CLLにおけるBTK阻害薬+BCL-2阻害薬併用療法:安全性、導入戦略、患者指導のポイント

専門家らが、慢性リンパ性白血病(CLL)に対するBTK阻害薬とベネトクラクスの併用療法について、有効性と安全性のバランス、腫瘍崩壊症候群リスク低減のためのBTK導入戦略、全経口固定期間レジメンの利点などを解説する。

専門家らは、BTK阻害薬とベネトクラクス(venetoclax)の併用療法を受けている慢性リンパ性白血病(CLL)患者へのカウンセリングにおける重要事項を整理し、治療選択肢を提示する際には有効性と安全性のバランスを取る必要性を強調している。

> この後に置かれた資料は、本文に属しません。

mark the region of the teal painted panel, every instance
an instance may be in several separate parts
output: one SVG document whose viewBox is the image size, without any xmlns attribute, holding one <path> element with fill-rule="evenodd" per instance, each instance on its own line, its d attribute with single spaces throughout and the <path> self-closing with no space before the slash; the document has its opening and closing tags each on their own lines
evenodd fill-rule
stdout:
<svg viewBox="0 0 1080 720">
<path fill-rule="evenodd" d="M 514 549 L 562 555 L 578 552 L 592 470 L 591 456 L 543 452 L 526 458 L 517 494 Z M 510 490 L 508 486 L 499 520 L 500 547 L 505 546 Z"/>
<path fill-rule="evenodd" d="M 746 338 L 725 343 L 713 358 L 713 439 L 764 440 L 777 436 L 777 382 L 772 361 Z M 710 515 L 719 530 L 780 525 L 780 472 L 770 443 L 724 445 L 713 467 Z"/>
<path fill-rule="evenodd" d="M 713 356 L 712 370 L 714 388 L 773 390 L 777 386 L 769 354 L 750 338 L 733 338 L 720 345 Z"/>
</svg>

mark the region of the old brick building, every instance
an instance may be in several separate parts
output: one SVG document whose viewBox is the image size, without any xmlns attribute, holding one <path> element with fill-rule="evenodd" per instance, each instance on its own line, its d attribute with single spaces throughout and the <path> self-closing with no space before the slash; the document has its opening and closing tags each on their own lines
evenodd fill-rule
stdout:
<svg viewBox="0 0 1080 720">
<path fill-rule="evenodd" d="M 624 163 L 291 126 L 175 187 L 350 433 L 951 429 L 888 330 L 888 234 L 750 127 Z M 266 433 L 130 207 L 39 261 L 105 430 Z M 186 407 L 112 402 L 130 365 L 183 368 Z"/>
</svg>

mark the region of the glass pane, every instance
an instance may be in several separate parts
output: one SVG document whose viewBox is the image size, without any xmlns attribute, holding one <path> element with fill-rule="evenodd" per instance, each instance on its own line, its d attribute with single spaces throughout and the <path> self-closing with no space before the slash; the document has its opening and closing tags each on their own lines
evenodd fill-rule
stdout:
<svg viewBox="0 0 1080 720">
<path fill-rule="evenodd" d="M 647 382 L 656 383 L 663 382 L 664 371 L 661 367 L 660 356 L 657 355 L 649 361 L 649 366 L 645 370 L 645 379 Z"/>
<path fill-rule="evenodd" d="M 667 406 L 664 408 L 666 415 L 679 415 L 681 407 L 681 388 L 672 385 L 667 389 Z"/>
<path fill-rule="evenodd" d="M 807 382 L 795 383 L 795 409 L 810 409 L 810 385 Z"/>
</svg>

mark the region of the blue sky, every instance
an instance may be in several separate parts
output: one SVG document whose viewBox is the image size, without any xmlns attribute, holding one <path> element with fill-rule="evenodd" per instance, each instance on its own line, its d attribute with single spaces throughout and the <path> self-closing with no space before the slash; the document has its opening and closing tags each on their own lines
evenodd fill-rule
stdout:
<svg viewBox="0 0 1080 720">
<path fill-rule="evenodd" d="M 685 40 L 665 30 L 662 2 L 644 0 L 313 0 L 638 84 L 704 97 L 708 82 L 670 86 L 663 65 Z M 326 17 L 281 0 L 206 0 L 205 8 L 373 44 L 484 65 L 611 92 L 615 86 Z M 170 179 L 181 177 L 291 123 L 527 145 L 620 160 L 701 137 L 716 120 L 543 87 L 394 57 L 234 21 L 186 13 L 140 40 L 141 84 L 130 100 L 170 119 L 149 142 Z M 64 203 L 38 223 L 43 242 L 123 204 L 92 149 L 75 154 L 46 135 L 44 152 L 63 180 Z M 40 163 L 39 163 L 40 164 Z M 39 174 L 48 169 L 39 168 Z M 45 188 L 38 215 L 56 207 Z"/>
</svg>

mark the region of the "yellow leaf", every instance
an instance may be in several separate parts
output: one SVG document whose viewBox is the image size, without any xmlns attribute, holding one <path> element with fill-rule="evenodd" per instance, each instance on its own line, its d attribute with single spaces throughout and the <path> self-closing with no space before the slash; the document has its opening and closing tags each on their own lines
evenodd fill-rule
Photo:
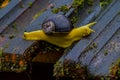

ベネトクラクス投与中の患者では、好中球減少症や感染リスクの上昇がみられることがあるが、固定期間レジメンの利点として、治療完了とともにこれらの有害事象が通常は改善する点が挙げられる。BTK阻害薬も固定期間で使用すれば累積曝露が抑えられ、心房細動や高血圧などの長期的副作用の可能性が低減する。ザヌブルチニブ(zanubrutinib)は安全性プロファイルが良好であることが示されており、ベネトクラクスとの併用療法における適切なパートナーとなり得る。

治療選択は個々の疾患特性に基づいて行うべきである。バルキーなリンパ節腫脹や症候性疾患を有する患者では、BTK阻害薬による導入療法(lead-in)が有用であり、ベネトクラクス追加前に腫瘍量を減らし、腫瘍崩壊症候群のリスクを軽減できる。このアプローチにより、血液コンパートメントと節性コンパートメントの両方でより深い奏効が得られる可能性があり、これは一部の患者においてベネトクラクス単独では達成できない場合がある。

患者の利便性を考慮した全経口レジメンの重要性も指摘されており、オビヌツズマブ(obinutuzumab)などの治療に伴う注入関連合併症を回避できる。BTK導入療法は、ベネトクラクスのより安全な投与を可能にするだけでなく、広範な病変を有する患者の忍容性も向上させる。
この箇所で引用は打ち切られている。